Even Pel cracked a small grin at that. The food and warmth were working their magic, washing away some of the day's terror. Dom reached for his chronometer again, the familiar gesture almost unconscious.

"You and that damn thing," Kita said, rolling her eyes. "What're you hoping to find? The exact time we all almost died?"

"If it had been working properly," Dom muttered, adjusting something inside the casing, "Maybe I'd have noticed something was up with our sector. Maybe we wouldn't have been down there at all, Kita."

"You don't know that," Maren said. "There's no use worrying about it now."

"Easy for you to say." Dom's voice had an edge to it now. "You've got it figured out, don't you? Happy to keep diving until something finally kills us."

The table went quiet. Maya stared down at her bowl, suddenly very interested in her stew. Pel's shoulders hunched forward slightly.

Maren finally broke the silence, all the mirth gone from his face.

"Dom. Tell me you didn't ask Voss for a Contract."

"I didn't. I went to the temples. To the Weaver's sisters," Dom said finally, crossing his arms defensively. "And I'm thinking about saying yes."

Maren set down his spoon carefully.

"No, you're not. Not if you have any sense at all. The sisters are no different from Voss, even if they pretend not to be."

"You know what?" Dom's face flushed red as he half-rose from his seat. "That's real easy to say where you're sitting. You're comfortable with this life. With seeing people die every day, with losing fingers and time and life for scraps of copper. But I'm not. I'm… I'm sick of not knowing which dive's going to be my last."

"That doesn't mean you have to Contract," he hissed, the good mood at the table now thoroughly gone. The rest of their team watched the two go at it, eyes darting between them as they traded blows. "There's other work. Safer work, if that's your issue."

"The terms are good," Dom insisted. " More coin than I could earn even if I spent the rest of Enough to set up my family, maybe have kids someday. All they want is memories, Maren. Bad memories.Things I'd rather forget anyway."

"What damn use is to have coin when you could end up not even remembering your own sister's name?"

"That won't happen. The contract—"

"The contract is temporary. Open to revision.They take the bad memories first, sure. Then when those run out, they start on the rest. The good ones. The important ones. Everything that makes you who you are. Trust me on this."

Dom sank back into his seat, the fight draining out of him.

"Yeah, well," he muttered. "At least I'd be alive to forget."

"That's not living," Maya said suddenly. Everyone turned to look at her, and she flushed but continued. "That's... that's just another kind of drowning, isn't it? Trading who you are for safety?"

The table fell quiet, both Maren and Dom turning to her.

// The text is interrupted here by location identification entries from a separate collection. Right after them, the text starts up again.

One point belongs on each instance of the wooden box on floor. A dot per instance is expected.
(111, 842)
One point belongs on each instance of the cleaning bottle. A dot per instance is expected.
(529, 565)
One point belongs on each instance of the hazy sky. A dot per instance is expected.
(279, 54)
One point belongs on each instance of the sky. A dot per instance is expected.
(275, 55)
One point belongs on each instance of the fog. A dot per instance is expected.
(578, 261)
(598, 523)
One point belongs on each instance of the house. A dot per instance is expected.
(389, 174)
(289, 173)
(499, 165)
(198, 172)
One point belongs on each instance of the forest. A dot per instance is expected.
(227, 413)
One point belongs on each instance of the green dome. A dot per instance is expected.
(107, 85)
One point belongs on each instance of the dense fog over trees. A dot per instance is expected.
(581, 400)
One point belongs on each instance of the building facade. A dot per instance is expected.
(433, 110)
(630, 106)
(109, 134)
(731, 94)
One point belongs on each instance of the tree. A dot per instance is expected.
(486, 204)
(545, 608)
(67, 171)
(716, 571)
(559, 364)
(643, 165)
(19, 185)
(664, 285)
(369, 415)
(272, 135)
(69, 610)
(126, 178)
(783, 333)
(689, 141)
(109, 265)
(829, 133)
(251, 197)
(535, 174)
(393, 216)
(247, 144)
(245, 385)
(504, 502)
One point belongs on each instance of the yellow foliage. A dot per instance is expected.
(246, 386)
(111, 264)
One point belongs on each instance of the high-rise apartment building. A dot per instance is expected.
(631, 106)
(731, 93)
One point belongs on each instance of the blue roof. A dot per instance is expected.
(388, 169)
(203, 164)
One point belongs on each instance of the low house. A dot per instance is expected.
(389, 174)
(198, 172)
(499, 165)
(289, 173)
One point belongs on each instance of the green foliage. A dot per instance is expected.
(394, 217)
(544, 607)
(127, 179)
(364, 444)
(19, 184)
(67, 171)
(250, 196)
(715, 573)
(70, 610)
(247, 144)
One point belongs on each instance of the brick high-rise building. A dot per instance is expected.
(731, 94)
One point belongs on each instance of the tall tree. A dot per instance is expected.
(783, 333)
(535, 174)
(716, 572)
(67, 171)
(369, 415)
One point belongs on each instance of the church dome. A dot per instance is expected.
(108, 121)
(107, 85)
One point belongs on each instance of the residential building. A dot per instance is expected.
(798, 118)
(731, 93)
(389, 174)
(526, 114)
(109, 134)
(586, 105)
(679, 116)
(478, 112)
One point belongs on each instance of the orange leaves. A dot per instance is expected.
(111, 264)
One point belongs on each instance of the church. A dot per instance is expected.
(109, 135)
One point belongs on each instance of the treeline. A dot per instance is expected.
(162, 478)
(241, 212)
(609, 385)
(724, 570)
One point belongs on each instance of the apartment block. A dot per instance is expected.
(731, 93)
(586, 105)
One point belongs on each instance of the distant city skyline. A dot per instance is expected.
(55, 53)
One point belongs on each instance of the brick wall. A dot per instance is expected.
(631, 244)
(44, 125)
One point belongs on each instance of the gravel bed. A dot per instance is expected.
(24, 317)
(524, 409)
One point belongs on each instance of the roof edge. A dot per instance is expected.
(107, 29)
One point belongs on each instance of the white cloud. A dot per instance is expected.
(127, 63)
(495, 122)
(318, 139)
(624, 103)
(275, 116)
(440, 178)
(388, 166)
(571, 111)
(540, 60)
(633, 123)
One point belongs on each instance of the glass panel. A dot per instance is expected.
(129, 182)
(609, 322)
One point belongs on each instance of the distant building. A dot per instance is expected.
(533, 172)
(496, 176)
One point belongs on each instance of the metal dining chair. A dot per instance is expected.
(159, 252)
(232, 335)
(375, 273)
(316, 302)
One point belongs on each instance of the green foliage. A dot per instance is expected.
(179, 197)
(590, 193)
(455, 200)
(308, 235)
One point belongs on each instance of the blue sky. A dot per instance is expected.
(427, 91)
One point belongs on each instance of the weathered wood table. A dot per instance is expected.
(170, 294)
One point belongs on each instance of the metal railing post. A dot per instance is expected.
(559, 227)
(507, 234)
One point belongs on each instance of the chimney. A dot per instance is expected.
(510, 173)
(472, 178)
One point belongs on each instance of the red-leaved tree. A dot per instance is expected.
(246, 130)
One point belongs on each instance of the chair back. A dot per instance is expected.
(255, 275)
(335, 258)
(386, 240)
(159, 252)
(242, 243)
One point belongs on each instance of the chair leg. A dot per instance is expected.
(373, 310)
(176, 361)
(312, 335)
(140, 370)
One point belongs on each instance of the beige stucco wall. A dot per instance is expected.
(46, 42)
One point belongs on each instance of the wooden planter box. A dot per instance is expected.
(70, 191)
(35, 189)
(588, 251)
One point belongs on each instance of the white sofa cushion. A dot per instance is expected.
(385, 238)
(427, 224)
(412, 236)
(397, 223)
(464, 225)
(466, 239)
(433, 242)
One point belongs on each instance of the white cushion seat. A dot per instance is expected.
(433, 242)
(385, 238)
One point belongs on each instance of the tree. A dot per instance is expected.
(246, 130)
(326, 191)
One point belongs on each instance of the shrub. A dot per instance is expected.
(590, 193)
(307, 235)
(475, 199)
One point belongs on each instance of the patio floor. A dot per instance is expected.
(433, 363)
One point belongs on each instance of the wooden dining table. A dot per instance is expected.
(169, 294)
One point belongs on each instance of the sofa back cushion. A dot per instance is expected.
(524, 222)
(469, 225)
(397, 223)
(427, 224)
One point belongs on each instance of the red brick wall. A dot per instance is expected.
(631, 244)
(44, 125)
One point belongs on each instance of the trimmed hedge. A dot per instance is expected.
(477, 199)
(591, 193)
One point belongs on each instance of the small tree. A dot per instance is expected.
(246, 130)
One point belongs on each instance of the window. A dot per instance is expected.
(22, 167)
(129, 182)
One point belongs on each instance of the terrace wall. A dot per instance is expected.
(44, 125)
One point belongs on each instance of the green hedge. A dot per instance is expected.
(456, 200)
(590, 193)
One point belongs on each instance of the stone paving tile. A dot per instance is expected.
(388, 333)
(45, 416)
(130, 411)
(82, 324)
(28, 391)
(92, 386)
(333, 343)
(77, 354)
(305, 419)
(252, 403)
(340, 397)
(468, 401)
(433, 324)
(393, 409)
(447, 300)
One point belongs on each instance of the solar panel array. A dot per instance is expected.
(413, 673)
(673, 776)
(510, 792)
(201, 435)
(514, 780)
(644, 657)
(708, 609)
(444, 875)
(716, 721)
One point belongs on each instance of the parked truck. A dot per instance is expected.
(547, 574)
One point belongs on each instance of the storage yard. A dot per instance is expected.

"My mother was a diver for a long time, before she lost her leg," she said, staring into her stew. "She used to tell me stories about the deep.. She said... she said there was freedom in it. That down there, it didn't matter where you came from or who your parents were. The deep treated everyone the same."

"Your mother sounds wise," Kita said.

"She was." Maya's voice was barely a whisper. "Until she wasn't. Until she took a Contract like the one you're talking about, and she didn't remember I was her daughter anymore."

The silence that followed was heavy with understanding.

"To the lost," Maren said softly, raising his glass again.

Dom silently raised his own glass to his, brows furrowed with heavy thoughts. Maren would have to talk to him again, when he'd had some time to think. But for now they drank in silence, each lost in their own memories.

"So…" Kita broke the silence again, staring at Maren. "What actually happened, after we left?"

"I told you what happened."

That got a table-full of groans and glares.

"No, you said 'I took care of it'. That's not telling us what happened, your asshole. We want to know how in the hells you killed a chronophage."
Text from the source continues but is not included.